Un inusuale moltiplicarsi di tessere nuove al Pd di Ercolano in vista delle primarie per la scelta del candidato sindaco e nella lista decine di nomi vicini agli ambienti della camorra. La Direzione distrettuale Antimafia di Napoli, secondo quanto riporta il Mattino, ha aperto un fascicolo sul caso affidato al pm Filippelli e i carabinieri della compagnia di Torre del Greco hanno ascoltato alcune persone in qualità di soggetti “informati sui fatti”. Secondo le prime indiscrezioni, almeno 37 dei nuovi tesserati Pd sarebbero riconducibili ad appartenenti o a persone vicine ai clan Ascione, Papale e Birra. Una decina di questi invece sarebbero parenti del boss deceduto Raffaele Ascione, mentre altri sarebbero affiliati che abitano nelle roccaforti della Cuparella e della Moquette.

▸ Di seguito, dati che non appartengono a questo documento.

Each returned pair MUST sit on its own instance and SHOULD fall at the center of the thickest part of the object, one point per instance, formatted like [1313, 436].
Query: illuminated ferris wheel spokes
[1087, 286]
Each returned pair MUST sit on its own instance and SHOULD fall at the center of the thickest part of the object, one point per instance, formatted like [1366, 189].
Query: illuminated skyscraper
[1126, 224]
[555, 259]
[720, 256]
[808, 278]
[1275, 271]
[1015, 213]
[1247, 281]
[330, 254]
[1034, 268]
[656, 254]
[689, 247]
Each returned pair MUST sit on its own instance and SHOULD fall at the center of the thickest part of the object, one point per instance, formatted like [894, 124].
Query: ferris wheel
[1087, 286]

Gli inquirenti sono al lavoro per dimostrare i collegamenti tra i nomi nelle liste e gli ambienti della criminalità organizzata. Due giorni fa intanto, la Commissione regionale di garanzia del Pd ha accolto il ricorso di Ciro Bonajuto, componente della direzione nazionale, che chiedeva l’annullamento del tesseramento 2014 perché nelle liste figuravano anche nomi riconducibili a famiglie malavitose. La Commissione ha constatato che, al 25 marzo scorso, l’anagrafe degli iscritti 2014 non risulta certificata dai competenti organi di garanzia. Quindi ha deciso di ritenere valido il percorso iniziato nel luglio 2014 per la scelta del candidato sindaco del Pd di Ercolano e di ritenere, quale base per il raggiungimento dei quorum necessari per la selezione del candidato sindaco, l’anagrafe degli iscritti 2013. A Ercolano le elezioni amministrative si svolgeranno il 31 maggio. In corsa per le primarie oltre al primo cittadino uscente Vincenzo Strazzullo, ci sono Ciro Buonajuto, il vicesindaco Antonello Cozzolino e l’ex assessore diessino Gennaro Sulipano.